Adirondack Life

Billion Dollar Bet

*UNLESS OTHERWISE NOTED

When I go to see Mike Pratt at the Olympic Regional Development Authority’s glossy new state-funded headquarters in Lake Placid, the first thing he does is spread out photographs of Olympic sports venues and stadiums in Beijing, Berlin and Sarajevo that lie abandoned and in ruins. His message is plain: This almost happened here.

Pratt’s an unimposing guy in his early 60s, a soft-spoken Lake Placid native, a veteran ski-mountain manager who looks a little out of place in the corporate boardroom where we meet. When he took over as CEO of the Olympic Regional Development Authority (ORDA) six years ago, one newspaper described him as “some random guy in a red baseball cap.”

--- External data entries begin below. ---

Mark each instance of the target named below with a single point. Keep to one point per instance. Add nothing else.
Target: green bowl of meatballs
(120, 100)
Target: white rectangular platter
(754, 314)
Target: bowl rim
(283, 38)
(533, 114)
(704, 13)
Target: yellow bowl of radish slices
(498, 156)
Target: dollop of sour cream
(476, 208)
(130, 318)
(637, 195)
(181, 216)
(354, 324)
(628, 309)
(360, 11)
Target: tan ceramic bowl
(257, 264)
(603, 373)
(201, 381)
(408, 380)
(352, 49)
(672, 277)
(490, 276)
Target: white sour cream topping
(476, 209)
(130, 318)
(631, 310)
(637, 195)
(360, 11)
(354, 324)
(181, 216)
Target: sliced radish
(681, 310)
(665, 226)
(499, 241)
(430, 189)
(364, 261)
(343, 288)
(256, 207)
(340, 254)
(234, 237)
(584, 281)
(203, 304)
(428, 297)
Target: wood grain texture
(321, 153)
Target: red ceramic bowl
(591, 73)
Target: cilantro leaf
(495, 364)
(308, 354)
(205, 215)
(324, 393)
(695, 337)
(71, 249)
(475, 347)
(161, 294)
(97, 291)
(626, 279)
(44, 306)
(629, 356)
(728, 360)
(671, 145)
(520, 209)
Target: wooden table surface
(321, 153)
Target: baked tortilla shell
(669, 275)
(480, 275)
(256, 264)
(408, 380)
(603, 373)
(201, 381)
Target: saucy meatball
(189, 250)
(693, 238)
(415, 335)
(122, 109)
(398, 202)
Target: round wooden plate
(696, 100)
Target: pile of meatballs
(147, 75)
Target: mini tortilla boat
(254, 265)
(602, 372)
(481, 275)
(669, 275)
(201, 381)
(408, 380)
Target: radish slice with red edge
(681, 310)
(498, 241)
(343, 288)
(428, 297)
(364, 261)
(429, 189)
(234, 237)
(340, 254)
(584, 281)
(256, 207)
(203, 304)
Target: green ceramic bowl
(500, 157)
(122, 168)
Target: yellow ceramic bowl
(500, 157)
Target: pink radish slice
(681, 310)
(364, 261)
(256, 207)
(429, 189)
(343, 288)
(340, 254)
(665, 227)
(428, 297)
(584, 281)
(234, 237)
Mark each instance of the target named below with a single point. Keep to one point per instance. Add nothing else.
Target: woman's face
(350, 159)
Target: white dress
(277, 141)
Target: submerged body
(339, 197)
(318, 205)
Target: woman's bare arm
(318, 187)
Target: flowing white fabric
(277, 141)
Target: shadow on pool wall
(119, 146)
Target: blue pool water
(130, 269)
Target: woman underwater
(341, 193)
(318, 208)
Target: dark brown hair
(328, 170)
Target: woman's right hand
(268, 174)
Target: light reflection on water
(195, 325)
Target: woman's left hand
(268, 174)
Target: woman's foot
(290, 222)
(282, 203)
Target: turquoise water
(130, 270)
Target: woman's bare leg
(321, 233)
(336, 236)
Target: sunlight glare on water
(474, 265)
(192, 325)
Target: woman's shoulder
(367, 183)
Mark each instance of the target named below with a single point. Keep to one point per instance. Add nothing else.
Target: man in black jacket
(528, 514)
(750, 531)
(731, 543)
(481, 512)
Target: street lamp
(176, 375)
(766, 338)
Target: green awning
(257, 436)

The description sort of fits. It’s still hard to see Pratt as a major power player in Albany and one of the most important figures shaping the Adirondack Park’s economic future. But by all accounts, he’s the guy who convinced New York State to plow huge amounts of taxpayer money into a financially-troubled, poorly managed sports authority that had been bleeding cash for decades.

“The last six years, the total capital investment in the Olympic Authority was $552 million,” Pratt told me proudly. “These are unprecedented investments in our facilities, no question about it. But the return on investment is immediate.”

Half a billion dollars is a hell of a lot of money. The vast majority of it, more than $400 million, went to projects in the Lake Placid region, home to some 20,000 year-round residents—and it turns out, that breathtaking sum is only part of the story.

Adirondack Life found New York State has actually pumped far more taxpayer dollars into ORDA since Pratt took the helm than previously reported, including a separate infusion of subsidies needed to cover the Olympic Authority’s annual operating losses. Total public spending during Pratt’s six-year tenure now tops $620 million.

New York also agreed to fund an additional $46.5 million in grants to bankroll last winter’s World University Games, a kind of mini-Olympics held in Lake Placid in January, and spent another $6.5 million helping refurbish Lake Placid’s Main Street.

Taken together that’s more money than New York spent hosting the 1980 Winter Olympics. It’s also more money than the state committed, amid growing controversy, to help build a new NFL stadium in Buffalo, a city with a population more than 10 times that of the Lake Placid region.

There’s also no sign ORDA’s hunger for taxpayer cash will shrink anytime soon. In fact, it appears to be growing. The Olympic Authority is already slated to receive operating subsidies and capital investments next year that total another $119 million.